Title
Creating Data-Driven Ontologies: An Agriculture Use Case
Author
de Boer, M.H.T.
Verhoosel, J.P.C.
Publication year
2019
Abstract
The manual creation of an ontology is a tedious task. In the field of ontology learning, Natural Language Processing (NLP) techniques are used to automatically create ontologies. In this paper, we present a methodology using data-driven techniques to create ontologies from unstructured documents in the agriculture domain. We use state-of-the-art NLP techniques based on Stanford OpenIE, Hearst patterns and co-occurrences to create ontologies. We add an NLP-method that uses dependency parsing and transformation rules based on linguistic patterns. In addition, we use keyword-driven techniques from the query expansion field, based on Word2vec, WordNet and ConceptNet,to create ontologies. We add a method that takes the union of the ontologies produced by the keyword-based methods. The semantic quality of the different ontologies is calculated using automatically extracted keywords. We define recall, precision and F1-score based on the concepts and relations in which the keywords are present. The results show that 1) the method based on co-occurrences has the best F1-score with more than 100 keywords; 2) the keyword-based methods have a higher F1-score than the NLP-based methods with less than 100 keywords in the evaluation and; 3) the combined keyword-based method always has a higher F1-score compared to each single method.
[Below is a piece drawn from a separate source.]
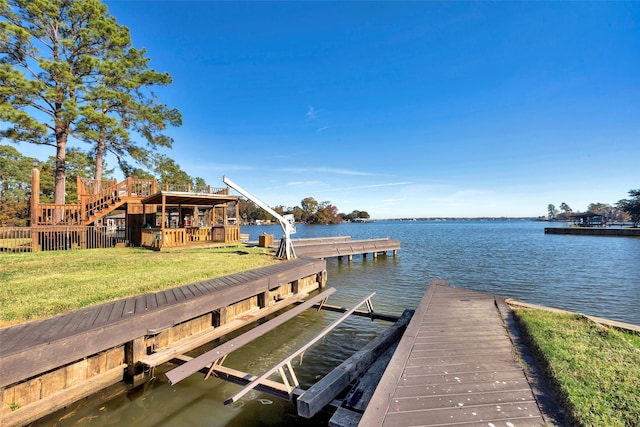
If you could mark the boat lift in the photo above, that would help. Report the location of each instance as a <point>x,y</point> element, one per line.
<point>287,222</point>
<point>211,362</point>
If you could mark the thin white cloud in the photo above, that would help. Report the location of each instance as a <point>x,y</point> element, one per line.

In our future work, we will focus on improving the dependency parsing algorithm, improving combining different ontologies, and improving our quality evaluation methodology.
Subject
Informatics
Knowledge engineering
Machine learning
Agriculture
To reference this document use:
http://resolver.tudelft.nl/uuid:8fe50c6c-107a-48e8-b33f-982f1a5599f7
TNO identifier
866356
Source
ALLDATA 2019: the Fifth International Conference on Big Data, Small Data, Linked Data and Open Data, Valencia, Spain 24-28 march 2019, 52-57
Document type
conference paper